“And to whom?”
“To my daughter.”
“Their purport?”
“That you break with her, and set her free, now and for ever.”
“If I do,” cried Frank fiercely, “may God in heaven bring down—”
“Stop, stop, you rash, mad fool!” cried the old man excitedly. “Look here, Frank Marr: you have not a penny; your mother is almost starving; you are living together in a beggarly second-floor room at a tallow-chandler’s. You see I know all! You are suffering the poor old lady’s murmurs day by day, and she reproaches you for wasting her little all in your business. Look here: be a man, and not a love-sick boy. I’ll be frank with you. Mr Brough has proposed, and I approve of him for a son-in-law. He is elderly, but a better-hearted man does not exist; and you will have the satisfaction of knowing that May has gone to a good home; while you have the chance, and at once, of doing your duty by your old mother. She wants change of air, Frank, and more nourishment.

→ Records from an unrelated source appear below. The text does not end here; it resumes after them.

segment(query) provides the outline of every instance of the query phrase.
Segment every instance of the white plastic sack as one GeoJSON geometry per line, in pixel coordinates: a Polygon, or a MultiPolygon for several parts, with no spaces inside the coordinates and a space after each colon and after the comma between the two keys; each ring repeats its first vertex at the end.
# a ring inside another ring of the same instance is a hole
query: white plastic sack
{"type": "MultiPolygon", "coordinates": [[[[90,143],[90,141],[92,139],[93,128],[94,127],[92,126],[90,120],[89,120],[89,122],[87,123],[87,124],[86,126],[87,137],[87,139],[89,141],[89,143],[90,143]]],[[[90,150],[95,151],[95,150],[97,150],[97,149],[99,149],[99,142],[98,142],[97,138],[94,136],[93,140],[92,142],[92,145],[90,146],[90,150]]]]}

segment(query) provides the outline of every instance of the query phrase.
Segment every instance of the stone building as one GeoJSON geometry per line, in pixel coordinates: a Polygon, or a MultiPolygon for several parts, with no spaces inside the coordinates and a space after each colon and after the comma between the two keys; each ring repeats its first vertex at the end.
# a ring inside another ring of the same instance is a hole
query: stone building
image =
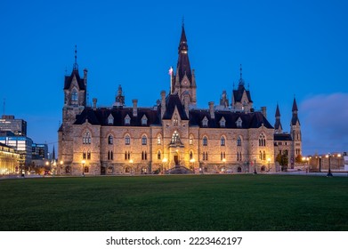
{"type": "MultiPolygon", "coordinates": [[[[112,107],[86,106],[87,70],[75,63],[65,76],[58,161],[67,174],[223,173],[276,171],[274,128],[266,108],[255,111],[240,69],[230,105],[197,108],[195,70],[189,60],[184,26],[170,92],[152,108],[125,106],[118,87],[112,107]]],[[[290,147],[288,149],[290,150],[290,147]]]]}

Five hundred pounds clear, Frank, to start with, and on your obtaining one name, one respectable name, beside your own, I’ll advance you five hundred more—at five per cent, Frank, my good fellow—at five per cent.—a thing I never before did in my life. I’ll do it at once, this very hour, and you can pay the cheque into a banker’s, start a new account, and a prosperous one. There, I’ll find you a name—your uncle, Benjamin Marr; I’ll take him; he’s a respectable man, and good for five hundred pounds. He’ll do that for you. Now, my good lad, sit down and accept my offer.”

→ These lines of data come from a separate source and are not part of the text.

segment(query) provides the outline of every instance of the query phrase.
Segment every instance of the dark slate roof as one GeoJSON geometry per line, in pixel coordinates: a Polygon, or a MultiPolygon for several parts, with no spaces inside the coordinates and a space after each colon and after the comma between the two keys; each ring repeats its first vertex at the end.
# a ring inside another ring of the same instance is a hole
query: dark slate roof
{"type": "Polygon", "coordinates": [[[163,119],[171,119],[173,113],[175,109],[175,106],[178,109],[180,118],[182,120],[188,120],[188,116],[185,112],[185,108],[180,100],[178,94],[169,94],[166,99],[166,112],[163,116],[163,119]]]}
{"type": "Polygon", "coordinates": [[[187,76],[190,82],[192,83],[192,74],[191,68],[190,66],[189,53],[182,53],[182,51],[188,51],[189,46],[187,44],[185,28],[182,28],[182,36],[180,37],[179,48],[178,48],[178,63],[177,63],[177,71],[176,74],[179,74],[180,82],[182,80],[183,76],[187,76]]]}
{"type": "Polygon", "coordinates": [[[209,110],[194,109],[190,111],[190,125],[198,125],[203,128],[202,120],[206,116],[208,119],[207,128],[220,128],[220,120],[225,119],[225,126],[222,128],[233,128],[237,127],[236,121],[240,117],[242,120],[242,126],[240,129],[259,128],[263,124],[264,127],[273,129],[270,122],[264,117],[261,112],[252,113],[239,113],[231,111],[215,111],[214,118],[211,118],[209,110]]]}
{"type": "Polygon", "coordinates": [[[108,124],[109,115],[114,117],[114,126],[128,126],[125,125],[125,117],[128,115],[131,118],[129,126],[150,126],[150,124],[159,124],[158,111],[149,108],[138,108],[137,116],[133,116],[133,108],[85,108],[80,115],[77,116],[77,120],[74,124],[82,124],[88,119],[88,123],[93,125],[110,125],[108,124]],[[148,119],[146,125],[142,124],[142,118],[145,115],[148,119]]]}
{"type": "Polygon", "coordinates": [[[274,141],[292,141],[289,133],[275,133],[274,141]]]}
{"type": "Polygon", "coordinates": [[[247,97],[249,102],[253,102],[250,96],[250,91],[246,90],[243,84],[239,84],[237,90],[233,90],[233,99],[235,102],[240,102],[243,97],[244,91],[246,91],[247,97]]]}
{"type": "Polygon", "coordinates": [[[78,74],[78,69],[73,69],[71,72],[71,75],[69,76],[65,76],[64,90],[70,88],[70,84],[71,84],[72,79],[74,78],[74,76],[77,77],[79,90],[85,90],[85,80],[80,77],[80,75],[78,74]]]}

“Does the devil tempt men still in human form?” gasped Frank, as with veins starting he stood panting for breath before the old man.
“Pooh! nonsense! absurd! Now, how can you talk such silly book-trash, Frank Marr? I thought five years with me as clerk would have made another man of you. You ought never to have left me. Throw all that folly aside, and look the matter in the face like a man. Now you see how calm and how lenient I am. I might play the tyrant, and say that May shall be Mr Brough’s wife, and all that sort of thing; but I want to spare everybody’s feelings. I don’t want any scenes. Come, now: you give her up; you will write to her, eh?”
Frank Marr’s voice was hoarse as he spoke; for he had felt the old man’s words burning as it were into his brain, as scene after scene presented itself to his imagination. There on one side wealth, prosperity, comfort for the old and ailing woman whom he had, as he told himself, in an evil hour robbed of the comforts of her declining years; a new career, and the means to pay off that other ten shillings in the pound, so that he could once more hold up his head amongst his fellow-men. On the other side, the sweet, loving face of May Richards, whom he thought he loved as man never yet loved. He told himself that without a moment’s hesitation he should defy the temptation to gain a hold; but for all that he temporised, and John Richards saw it, and stretched out his hand to take a pen.
“But you will give me time to recover myself?” said Frank.